A 死亡退職金は受取人固有の財産ですので、相続財産ではなく、原則として遺産分割の対象にはなりません。
あなたが全部を取得して問題はありません。
死亡退職金は受取人固有の財産
死亡退職金は、故人が在職中に亡くなった場合に勤務先から支給されるもので、呼び方は『退職金』『功労金』など様々です。
死亡退職金は公務員の場合は法律で、会社の場合は就業規則や退職金規程などで定められた人に対して支給され、その目的は故人の遺族などが生活に困らないようにすることにあります。そのため受給権者の範囲や順位はそれぞれの決まりの中で定められていることが大半です。
たとえば、国家公務員の場合は国家公務員退職手当法第2条の2で遺族の範囲と順位が定められており、内縁の妻が受け取ることができるほか、亡くなった職員の収入によって生計を維持していた人に対し優先的に死亡手当が支給される決まりになっています。
このように、死亡退職金は故人が受け取った上で遺族に引き継がれるものではなく、受取人固有の財産と言えますので、相続財産には当たらず遺産分割の対象にはなりません(昭和55年11月27日最高裁判決)。
遺産ではありませんから、相続放棄しても受け取ることができます。
死亡退職金の受給権者に関する決まりがない場合でも、財団法人の理事長の事例で、法人が配偶者に支給した死亡退職金について「相続という関係を離れて・・・個人に支払われたもの」であるとし、相続財産性を否定した最高裁判決があります(昭和62年3月3日)。
もっとも、「退職した後に亡くなった」場合には、退職金(または退職金の請求権)は本来、退職したときには健在だった故人が受け取るべきものということになりますので、これは相続財産になります。
死亡退職金は特別受益にあたるか?
このように死亡退職金は相続財産にはあたらないわけですが、状況によっては、相続人の1人が受給権者である場合に他の相続人に対して不公平になる可能性もあります。複数の相続人が故人の収入で生計を立てていたようなケースです。

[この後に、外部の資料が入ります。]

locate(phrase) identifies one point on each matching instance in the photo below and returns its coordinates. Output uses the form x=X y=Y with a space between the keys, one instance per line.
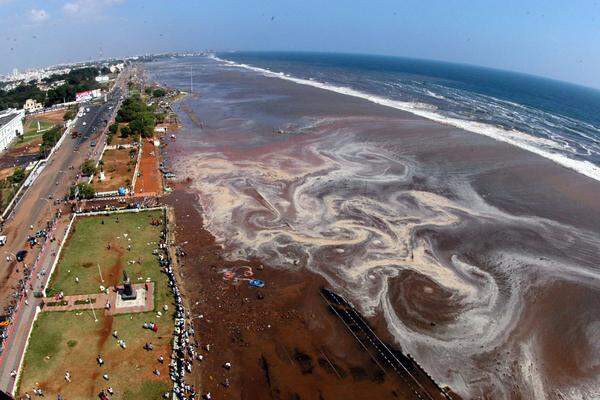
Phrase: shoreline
x=497 y=213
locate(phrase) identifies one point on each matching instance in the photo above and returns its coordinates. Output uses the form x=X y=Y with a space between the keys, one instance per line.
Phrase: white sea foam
x=539 y=146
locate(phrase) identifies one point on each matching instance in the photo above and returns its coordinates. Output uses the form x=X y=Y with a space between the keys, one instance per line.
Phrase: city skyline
x=565 y=42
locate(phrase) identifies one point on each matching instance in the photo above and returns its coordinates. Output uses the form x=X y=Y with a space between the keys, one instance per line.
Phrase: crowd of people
x=24 y=284
x=184 y=348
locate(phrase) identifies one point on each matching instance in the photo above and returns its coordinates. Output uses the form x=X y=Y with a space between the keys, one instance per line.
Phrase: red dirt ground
x=149 y=182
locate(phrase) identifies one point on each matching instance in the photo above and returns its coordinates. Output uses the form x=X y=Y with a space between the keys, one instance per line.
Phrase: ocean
x=554 y=119
x=450 y=233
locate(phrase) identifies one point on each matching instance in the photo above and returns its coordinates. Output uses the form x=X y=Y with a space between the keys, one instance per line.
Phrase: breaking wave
x=553 y=149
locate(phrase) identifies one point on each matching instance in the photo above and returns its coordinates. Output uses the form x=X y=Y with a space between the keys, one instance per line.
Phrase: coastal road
x=35 y=208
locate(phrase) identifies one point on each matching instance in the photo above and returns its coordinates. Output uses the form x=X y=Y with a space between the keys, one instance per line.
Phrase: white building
x=11 y=125
x=32 y=106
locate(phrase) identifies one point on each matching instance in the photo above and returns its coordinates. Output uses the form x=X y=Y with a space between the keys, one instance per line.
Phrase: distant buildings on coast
x=11 y=126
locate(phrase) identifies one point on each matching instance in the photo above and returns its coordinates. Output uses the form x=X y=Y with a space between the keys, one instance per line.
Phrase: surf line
x=513 y=137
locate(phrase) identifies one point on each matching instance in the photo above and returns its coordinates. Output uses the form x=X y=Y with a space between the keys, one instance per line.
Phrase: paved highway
x=36 y=207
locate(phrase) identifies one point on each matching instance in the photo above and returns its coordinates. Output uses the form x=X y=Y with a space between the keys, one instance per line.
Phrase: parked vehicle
x=21 y=254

この場合、生命保険金の場合と同じように、受け取った死亡退職金を『特別受益』と同様に扱い、遺産分割においてその金額を遺産に持ち戻して遺産分割をしなければならないのではないか、という意見があります。
この点について、はっきりとした裁判例はなく、家裁の審判例でも結論は分かれます。
現実的には、故人の収入に対しどのていど生計を依存していたか、その度合いをもとに個々の事例に応じて判断されているものと考えられますが、受給権者が内縁の妻であればそもそも特別受益の問題になりようがなく(特別受益の持ち戻しは相続人間の遺産分割の際に生じます)、死亡退職金は特別受益にあたらないと考えるのが主流だと思われます。
死亡退職金と相続税
死亡退職金は相続財産にはなりませんが、故人の死亡によって遺族が財産を取得するという点では本来の相続財産と類似しているため、『みなし相続財産』として相続税の課税対象になります。
みなし相続財産として課税の対象となるのは、故人の死亡後3年以内に支給が確定した死亡退職金ですので、まず当てはまります(仮に3年を超えて支給されたら、受給者の一時所得として所得税等の課税対象)。

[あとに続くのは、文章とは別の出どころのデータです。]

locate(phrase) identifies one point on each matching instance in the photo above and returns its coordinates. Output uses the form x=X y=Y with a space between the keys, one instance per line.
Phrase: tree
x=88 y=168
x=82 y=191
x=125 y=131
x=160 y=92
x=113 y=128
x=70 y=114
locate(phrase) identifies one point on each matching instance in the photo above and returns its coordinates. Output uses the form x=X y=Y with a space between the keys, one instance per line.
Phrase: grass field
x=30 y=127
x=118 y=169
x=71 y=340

相続税の課税対象にはなりますが、幸いなことに相続税の基礎控除とは別枠で非課税枠が設けられており、受取人が相続人である場合には 「法定相続人の数×500万円」まで、は受け取った死亡退職金から差し引くことができます。
差し引いた後の残額と他の相続財産の価額を合計して、基礎控除の範囲内であれば相続税は0円です。
また、会社などから「弔慰金」「葬祭料」などの名目で現金を支給されることがありますが、これは通常は相続税の対象となることはありません。

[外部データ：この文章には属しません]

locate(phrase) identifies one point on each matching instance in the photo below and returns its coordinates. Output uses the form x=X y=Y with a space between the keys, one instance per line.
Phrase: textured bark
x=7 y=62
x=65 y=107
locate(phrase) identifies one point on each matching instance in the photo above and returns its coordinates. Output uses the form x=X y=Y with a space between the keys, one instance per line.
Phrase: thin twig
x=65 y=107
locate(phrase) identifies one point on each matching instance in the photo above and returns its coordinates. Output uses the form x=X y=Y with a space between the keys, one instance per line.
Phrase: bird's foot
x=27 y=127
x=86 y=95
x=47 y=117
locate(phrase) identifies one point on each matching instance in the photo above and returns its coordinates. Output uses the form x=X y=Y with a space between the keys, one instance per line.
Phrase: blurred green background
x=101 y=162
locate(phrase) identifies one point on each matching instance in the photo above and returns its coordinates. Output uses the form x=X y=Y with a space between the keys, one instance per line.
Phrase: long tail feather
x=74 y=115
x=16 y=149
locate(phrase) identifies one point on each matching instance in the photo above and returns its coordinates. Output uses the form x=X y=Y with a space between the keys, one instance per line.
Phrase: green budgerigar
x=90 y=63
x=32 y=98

しかし、このような「弔慰金」等が高額で、実質上退職手当金等に該当すると認められる部分については相続税の対象になります。
具体的には、次の金額を超える部分に相当する金額は、退職手当金等として相続税の対象となります。
(1)故人の死亡が業務上の死亡であるとき 故人の死亡当時の普通給与の3年分に相当する額を超える部分
(2)故人の死亡が業務上の死亡でないとき 故人の死亡当時の普通給与の半年分に相当する額を超える部分
(注 普通給与とは、俸給、給料、賃金、扶養手当、勤務地手当、特殊勤務地手当などの合計額をいいます。)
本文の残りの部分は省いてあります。